³ Ophthalmology Department, Minia University, Minia, Egypt.
⁴ Facultad de Medicina Hipólito Unanue, Universidad Nacional Federico Villareal, Lima, Perú.
⁵ Gavin Herbert Eye Institute, University of California, 850 Health Sciences Road, Irvine, CA, 92697, USA. bdkupper@hs.uci.edu.

^# Contributed equally.

Abstract

Purpose: The present study tests the hypothesis that mitochondrial genes have retrograde signaling capacity that influences the expression of nuclear genes related to angiogenesis pathways. Cytoplasmic hybrid (cybrid) in vitro cell lines with patient specific mitochondria inserted into an immortalized retinal pigment epithelial cell line (ARPE-19) were used to test this hypothesis. This type of analysis can provide important information to identify the optimal regimen of anti-VEGF treatment, personalizing age-related macular degeneration (AMD) therapies.

Methods: Mitochondria deficient ARPE-19 cells (Rho0) were fused with AMD donor's platelets to create individual cybrid cell lines containing mitochondria from patients with phenotypic AMD disease and nuclear DNA from the immortalized RPE cell line. The cybrids were treated with Ranibizumab (Lucentis, Genentech, San Francisco, CA), at 4 different concentrations for 24 h, and subsequently the levels of reactive oxygen species (ROS), gene expression for VEGF-A, hypoxia-inducible factor 1-alpha (HIF1-a) and manganese superoxide dismutase (SOD2) were measured. The clinical evolution of the two AMD-donors were correlated with the molecular findings found in their 'personalized' cybrids.

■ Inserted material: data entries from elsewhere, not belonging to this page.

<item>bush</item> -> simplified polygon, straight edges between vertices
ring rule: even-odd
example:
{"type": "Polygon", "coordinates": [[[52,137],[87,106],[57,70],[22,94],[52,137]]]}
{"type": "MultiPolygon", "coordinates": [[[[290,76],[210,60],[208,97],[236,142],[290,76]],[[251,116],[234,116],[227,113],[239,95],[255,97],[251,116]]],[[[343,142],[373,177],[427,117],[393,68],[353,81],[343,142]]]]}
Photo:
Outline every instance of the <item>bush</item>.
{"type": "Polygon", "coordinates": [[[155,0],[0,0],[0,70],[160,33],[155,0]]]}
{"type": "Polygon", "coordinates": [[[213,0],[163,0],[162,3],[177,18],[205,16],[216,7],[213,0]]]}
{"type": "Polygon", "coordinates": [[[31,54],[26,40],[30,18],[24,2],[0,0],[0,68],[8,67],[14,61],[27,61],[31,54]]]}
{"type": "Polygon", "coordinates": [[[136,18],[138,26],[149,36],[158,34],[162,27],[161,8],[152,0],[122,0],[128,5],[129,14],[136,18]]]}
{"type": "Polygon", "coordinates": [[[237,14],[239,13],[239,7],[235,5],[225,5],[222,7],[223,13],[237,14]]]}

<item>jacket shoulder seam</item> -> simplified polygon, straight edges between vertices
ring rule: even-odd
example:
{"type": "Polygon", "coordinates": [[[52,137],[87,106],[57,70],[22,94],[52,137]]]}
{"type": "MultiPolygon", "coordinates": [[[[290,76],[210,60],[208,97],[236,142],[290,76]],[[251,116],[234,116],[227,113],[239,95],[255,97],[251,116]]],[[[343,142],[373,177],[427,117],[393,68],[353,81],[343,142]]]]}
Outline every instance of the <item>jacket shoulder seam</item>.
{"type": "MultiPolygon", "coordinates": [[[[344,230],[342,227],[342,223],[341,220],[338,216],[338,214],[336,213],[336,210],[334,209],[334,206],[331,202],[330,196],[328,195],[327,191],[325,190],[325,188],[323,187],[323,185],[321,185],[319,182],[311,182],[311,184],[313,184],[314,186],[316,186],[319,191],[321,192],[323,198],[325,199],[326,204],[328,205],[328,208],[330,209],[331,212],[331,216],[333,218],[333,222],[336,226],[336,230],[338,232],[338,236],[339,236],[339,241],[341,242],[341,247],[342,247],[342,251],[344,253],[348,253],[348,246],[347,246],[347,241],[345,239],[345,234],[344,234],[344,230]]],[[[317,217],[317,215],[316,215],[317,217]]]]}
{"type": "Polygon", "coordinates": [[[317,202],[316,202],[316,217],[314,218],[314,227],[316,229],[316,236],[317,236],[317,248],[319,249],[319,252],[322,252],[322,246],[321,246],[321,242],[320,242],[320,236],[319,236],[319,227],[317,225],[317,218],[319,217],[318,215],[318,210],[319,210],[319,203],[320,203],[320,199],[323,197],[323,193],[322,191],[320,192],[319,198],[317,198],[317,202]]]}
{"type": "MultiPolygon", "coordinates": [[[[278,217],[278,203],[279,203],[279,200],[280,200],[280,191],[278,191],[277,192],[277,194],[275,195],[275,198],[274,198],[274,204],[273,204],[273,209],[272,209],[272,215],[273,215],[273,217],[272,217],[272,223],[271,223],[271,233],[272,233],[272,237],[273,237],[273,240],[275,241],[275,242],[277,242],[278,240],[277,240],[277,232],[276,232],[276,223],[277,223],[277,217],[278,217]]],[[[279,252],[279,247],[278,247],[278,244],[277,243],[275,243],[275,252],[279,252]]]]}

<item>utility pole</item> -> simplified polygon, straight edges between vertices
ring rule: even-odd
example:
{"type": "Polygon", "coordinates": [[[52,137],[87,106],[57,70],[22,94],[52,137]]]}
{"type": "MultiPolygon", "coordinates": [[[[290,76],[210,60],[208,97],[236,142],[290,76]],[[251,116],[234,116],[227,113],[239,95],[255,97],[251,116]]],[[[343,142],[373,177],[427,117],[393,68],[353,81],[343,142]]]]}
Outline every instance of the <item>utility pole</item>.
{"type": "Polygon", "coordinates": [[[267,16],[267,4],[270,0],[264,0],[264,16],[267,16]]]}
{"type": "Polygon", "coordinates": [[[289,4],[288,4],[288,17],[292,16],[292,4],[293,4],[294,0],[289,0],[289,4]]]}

Results: Cybrids from Patient-01 showed down-regulation of gene expression of VEGF-A and HIF-1a at both 1X and 4X Ranibizumab concentrations. Patient-01 AMD cybrid cultures had an increase in the ROS levels at 1X (P = 0.0317), no changes at 2X (P = 0.8350) and a decrease at 4X (P = 0.0015) and 10X (P = 0.0011) of Ranibizumab. Clinically, Patient-01 responded to anti-VEGF therapy but eventually developed geographic atrophy. Patient-02 cybrids demonstrated up-regulation of gene expression of VEGF-A and HIF-1a at Ranibizumab 1X and 4X concentrations. There was decreased ROS levels with Ranibizumab 1X (P = 0.1606), 2X (P = 0.0388), 4X (P = 0.0010) and 10X (P = < 0.0001). Clinically, Patient-02 presented with a neovascular lesion associated with a prominent production of intraretinal fluid in clinical follow-up requiring regular and repeated intravitreal injections of Ranibizumab with recurrent subretinal fluid.

Conclusions: Our cybrid model has the potential to help personalize the treatment regimen with anti-VEGF drugs in patients with neovascular AMD. Further investigation is needed to better understand the role that the mitochondria play in the cellular response to anti-VEGF drugs. Future studies that focus on this model have the potential to help personalize anti-VEGF treatment.